Hello I'm working on a project where we have an embedded unit using Lwip 1.2. It's old, but it has been working ok for us for quite a while. However, recently we have run into a problem with lost connections. From the log, it seems that we start to get retransmissions on TCP. Those retransmissions happen again and agin without being resolved and we eventually get a problem with buffer allocation on the embedded unit which then hangs the entire stack on the unit. I'm no TCP expert but looking at the first few lines in the log file found Here is seems that LWIP in the embedded (192.168.0.100) never gets over a lost sequence number (1876719045). From my understanding, the PC (192.168.0.1) resends that sequence number which turns out to be a pure ack, but LWIP won't let that go and keeps insisting on getting an ack for 1876719045. Can someone please confirm my analysis, or correct me if I'm wrong. Does 192.168.0.1 do something wrong which I don't realize. Or do the retransmissions later on stem from something else? Thanks a million :) asked 01 Apr '16, 07:02 FredrikT |
One Answer:
It looks like your capture was taken somewhere between the embedded unit and the PC. Based on your capture, I see issues on both sides, but more on the embedded unit.

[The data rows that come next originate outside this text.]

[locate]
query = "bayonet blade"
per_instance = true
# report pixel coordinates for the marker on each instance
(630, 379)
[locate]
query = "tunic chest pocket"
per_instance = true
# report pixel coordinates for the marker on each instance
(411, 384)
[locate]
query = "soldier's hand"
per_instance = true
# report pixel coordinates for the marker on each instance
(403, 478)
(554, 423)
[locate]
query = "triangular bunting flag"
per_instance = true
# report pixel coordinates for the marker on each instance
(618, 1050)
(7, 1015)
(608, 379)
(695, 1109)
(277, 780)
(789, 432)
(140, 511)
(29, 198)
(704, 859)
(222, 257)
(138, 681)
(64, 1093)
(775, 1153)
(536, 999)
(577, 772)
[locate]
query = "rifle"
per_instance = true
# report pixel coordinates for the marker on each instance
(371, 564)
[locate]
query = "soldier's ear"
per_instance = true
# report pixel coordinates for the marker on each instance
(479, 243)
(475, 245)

Early on, the PC is not responding to simple SYN requests. But later in the capture, the embedded unit is not responding to simple ACKs. Is there any non-switch device between the two machines? Based on IP, they seem to be on the same local network. However, if that's the case, the response times should be fairly quick. There should not be multi-second response times from the embedded unit if it is local to the PC. I think the buffer error and the hanging of the unit is evident at the end of the capture, when the PC is sending ARP requests and not getting any replies. I think that by that time, the embedded unit is completely hosed and cannot respond. I also think that this is due to the fact that it's embedded, and does not have the appropriate level of buffer storage to process all those retransmissions. So I would do a couple things to troubleshoot this further:
Let us know what you find. answered 04 Apr '16, 12:09 jeantunis |
You should take a trace as close as possible near the device 192.168.0.1. Well out of a quick look I would say sommething goes wrong with the devive 192.168.0.1 maybe the app or the OS...???? Buffer shortage is a possible cause, too. If I were you I would investigate that device.
At the end it seems not to answer the ARP Request, which would say something goes wrong with this device or we just didn´t capture them.